Collagen Stimulation via Light Therapy
Collagen is not applied — it is stimulated. 660nm photons absorbed by cytochrome c oxidase raise fibroblast ATP, upregulate type-1 procollagen, reduce MMP-1. Barolet 2009: 31% procollagen increase. Wunsch & Matuschka 2014 (n=136 RCT): ultrasound-confirmed intradermal density gain. 660nm builds in the papillary dermis; 850nm extends into the reticular layer where creams never arrive.
About this topic
Collagen stimulation through photobiomodulation occurs when 660nm photons are absorbed by cytochrome c oxidase in dermal fibroblasts, increasing ATP production and upregulating procollagen synthesis pathways.

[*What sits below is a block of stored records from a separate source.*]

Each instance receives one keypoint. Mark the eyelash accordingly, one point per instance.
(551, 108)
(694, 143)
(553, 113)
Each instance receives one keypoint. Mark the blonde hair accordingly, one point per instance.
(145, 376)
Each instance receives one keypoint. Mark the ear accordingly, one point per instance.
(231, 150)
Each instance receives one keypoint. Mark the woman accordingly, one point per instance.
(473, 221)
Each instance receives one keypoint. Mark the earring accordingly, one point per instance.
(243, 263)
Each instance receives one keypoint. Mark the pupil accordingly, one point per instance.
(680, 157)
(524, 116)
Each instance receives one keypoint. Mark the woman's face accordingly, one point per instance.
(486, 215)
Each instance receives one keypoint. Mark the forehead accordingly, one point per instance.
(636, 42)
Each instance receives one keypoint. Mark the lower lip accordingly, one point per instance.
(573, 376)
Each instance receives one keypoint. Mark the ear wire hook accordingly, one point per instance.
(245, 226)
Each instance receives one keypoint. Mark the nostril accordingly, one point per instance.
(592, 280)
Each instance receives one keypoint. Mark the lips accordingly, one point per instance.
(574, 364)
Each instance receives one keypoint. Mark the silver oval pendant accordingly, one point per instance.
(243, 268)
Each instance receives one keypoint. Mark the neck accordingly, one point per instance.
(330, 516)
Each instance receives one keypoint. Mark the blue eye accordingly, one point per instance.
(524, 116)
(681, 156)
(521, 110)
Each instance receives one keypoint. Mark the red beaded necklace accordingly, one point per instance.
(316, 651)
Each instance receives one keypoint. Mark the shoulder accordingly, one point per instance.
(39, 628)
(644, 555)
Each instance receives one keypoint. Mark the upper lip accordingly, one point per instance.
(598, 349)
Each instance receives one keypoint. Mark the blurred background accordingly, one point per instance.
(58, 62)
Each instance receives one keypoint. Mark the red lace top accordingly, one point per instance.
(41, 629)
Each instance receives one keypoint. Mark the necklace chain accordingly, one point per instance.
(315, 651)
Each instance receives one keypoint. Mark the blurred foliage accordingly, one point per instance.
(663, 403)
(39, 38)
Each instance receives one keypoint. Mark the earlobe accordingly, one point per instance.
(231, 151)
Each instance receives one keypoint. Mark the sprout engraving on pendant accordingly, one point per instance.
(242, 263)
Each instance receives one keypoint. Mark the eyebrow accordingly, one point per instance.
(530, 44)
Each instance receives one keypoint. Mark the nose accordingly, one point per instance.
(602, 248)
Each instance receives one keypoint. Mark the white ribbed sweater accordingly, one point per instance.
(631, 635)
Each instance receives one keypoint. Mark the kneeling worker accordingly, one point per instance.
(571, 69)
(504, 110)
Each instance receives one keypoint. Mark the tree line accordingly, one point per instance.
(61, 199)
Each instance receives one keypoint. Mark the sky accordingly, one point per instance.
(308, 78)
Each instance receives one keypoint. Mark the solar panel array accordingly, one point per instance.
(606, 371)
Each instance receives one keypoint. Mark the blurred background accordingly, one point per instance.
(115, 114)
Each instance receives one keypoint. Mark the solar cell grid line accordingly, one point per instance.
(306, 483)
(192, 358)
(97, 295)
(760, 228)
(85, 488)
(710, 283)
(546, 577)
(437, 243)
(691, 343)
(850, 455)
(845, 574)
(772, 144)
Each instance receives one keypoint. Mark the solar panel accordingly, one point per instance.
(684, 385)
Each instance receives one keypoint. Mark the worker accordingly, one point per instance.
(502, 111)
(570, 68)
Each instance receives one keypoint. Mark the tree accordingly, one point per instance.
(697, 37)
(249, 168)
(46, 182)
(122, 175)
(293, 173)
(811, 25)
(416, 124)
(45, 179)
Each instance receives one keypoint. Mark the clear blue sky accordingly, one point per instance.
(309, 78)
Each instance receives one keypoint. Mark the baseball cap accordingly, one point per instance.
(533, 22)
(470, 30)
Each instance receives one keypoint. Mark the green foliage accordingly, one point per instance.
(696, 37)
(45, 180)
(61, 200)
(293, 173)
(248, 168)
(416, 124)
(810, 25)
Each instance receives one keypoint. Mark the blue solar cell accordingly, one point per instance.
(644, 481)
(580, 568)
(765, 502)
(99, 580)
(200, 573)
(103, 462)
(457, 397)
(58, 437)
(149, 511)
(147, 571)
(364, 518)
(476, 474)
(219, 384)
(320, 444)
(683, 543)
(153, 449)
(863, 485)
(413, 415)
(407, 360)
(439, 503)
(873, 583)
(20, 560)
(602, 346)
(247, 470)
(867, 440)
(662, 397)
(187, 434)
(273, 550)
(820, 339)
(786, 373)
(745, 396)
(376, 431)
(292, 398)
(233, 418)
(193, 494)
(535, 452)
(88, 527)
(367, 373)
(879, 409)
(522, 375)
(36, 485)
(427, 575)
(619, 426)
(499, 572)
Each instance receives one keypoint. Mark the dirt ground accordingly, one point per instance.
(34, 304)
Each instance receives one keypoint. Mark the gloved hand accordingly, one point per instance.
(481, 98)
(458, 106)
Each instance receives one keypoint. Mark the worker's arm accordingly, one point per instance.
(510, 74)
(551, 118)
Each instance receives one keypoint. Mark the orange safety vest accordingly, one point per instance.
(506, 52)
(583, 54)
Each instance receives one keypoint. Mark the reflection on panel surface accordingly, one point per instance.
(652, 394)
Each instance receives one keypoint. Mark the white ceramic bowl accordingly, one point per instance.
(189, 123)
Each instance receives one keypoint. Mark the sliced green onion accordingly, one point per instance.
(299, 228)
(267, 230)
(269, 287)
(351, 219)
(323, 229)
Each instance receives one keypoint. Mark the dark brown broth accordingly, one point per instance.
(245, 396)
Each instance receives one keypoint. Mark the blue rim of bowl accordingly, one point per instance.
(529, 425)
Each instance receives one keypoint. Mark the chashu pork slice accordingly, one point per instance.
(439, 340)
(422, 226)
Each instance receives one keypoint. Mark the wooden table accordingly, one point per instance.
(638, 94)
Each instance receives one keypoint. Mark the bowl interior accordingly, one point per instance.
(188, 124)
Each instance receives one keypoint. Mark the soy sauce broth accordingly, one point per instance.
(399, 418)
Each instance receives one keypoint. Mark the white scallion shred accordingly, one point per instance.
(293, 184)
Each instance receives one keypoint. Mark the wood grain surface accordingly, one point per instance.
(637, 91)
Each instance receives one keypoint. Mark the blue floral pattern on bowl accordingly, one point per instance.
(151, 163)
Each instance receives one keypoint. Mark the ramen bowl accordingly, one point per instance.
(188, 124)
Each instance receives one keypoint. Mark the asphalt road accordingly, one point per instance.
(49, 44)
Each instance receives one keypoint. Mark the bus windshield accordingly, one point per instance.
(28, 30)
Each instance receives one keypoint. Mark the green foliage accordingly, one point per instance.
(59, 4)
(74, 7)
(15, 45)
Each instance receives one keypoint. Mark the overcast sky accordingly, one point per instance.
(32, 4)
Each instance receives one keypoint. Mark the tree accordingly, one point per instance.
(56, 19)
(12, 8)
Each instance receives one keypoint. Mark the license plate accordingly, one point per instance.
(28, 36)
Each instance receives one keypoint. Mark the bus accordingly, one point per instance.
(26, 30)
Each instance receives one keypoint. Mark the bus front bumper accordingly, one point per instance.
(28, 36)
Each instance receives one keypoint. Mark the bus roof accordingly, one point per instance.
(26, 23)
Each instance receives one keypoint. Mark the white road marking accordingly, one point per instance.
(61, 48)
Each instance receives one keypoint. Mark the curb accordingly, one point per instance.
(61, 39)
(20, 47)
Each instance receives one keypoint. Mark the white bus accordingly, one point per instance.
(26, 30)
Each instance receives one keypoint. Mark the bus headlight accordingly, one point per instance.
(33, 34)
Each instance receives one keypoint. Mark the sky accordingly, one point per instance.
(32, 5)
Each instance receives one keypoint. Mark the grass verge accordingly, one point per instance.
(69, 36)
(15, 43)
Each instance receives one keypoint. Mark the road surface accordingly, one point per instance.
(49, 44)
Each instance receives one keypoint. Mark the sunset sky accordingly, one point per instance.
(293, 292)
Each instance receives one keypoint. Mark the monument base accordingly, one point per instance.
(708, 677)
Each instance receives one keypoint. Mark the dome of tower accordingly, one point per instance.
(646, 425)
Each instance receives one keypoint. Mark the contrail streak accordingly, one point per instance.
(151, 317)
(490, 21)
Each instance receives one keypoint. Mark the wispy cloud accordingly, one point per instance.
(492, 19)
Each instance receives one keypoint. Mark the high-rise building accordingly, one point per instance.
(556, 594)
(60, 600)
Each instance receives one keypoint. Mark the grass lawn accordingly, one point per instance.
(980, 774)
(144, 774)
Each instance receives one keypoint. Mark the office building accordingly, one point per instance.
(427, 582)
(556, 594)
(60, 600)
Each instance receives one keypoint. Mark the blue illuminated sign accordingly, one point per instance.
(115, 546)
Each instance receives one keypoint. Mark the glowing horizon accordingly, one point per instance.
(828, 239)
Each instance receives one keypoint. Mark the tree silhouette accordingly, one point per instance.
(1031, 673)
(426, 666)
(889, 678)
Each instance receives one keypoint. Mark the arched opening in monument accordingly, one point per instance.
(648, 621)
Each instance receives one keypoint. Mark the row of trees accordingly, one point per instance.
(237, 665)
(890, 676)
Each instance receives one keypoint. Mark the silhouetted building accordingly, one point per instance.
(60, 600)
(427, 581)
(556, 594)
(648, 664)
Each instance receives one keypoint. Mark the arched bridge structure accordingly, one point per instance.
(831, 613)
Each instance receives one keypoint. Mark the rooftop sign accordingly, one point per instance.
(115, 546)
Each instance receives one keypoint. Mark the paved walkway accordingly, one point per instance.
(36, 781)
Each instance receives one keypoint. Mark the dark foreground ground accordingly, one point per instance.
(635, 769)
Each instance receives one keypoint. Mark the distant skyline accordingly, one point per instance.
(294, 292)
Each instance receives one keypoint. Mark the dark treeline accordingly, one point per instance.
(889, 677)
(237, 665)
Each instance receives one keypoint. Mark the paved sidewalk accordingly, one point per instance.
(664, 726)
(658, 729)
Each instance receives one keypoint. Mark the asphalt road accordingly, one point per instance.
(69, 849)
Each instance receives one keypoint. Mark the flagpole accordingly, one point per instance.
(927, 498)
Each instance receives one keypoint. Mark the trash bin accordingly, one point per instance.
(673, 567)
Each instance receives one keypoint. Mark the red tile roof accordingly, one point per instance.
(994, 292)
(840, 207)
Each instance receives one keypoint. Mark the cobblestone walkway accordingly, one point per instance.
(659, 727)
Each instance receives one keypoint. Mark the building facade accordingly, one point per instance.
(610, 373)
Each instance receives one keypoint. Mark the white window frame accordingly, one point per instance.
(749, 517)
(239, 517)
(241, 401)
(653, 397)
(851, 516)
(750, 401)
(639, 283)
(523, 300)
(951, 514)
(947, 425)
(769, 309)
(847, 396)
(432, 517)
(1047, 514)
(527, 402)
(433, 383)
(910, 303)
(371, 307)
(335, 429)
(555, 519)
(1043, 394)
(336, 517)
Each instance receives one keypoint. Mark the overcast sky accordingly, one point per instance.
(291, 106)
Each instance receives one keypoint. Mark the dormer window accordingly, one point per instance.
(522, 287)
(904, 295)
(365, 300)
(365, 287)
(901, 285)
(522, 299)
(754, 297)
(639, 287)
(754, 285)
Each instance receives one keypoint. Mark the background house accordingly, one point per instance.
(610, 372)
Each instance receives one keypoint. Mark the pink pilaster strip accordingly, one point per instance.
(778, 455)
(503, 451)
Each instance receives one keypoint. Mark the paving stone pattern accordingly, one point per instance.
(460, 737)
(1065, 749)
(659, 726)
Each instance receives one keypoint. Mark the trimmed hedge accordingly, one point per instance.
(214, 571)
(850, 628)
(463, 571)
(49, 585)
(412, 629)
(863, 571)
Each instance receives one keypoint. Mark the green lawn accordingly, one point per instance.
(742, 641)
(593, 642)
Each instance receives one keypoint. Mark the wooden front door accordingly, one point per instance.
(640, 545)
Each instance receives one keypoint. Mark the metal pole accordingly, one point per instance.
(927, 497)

In vitro studies demonstrate a 40–70% increase in collagen type I secretion from human dermal fibroblasts exposed to 660nm light at 2–5 J/cm² fluence. Barolet et al. (2009, PMID 19587693) documented a 31% increase in type-1 procollagen expression alongside reduced MMP-1 (the collagenase that degrades existing collagen). Wunsch & Matuschka (2014, n=136, PMC3926176) confirmed intradermal collagen density increase via ultrasound measurement in a gold-standard RCT. Dual-wavelength approaches enhance results: 660nm addresses the superficial papillary dermis (0.5–2mm depth) while 850nm NIR reaches the deep reticular dermis (2–5mm), stimulating collagen production across the full dermal thickness.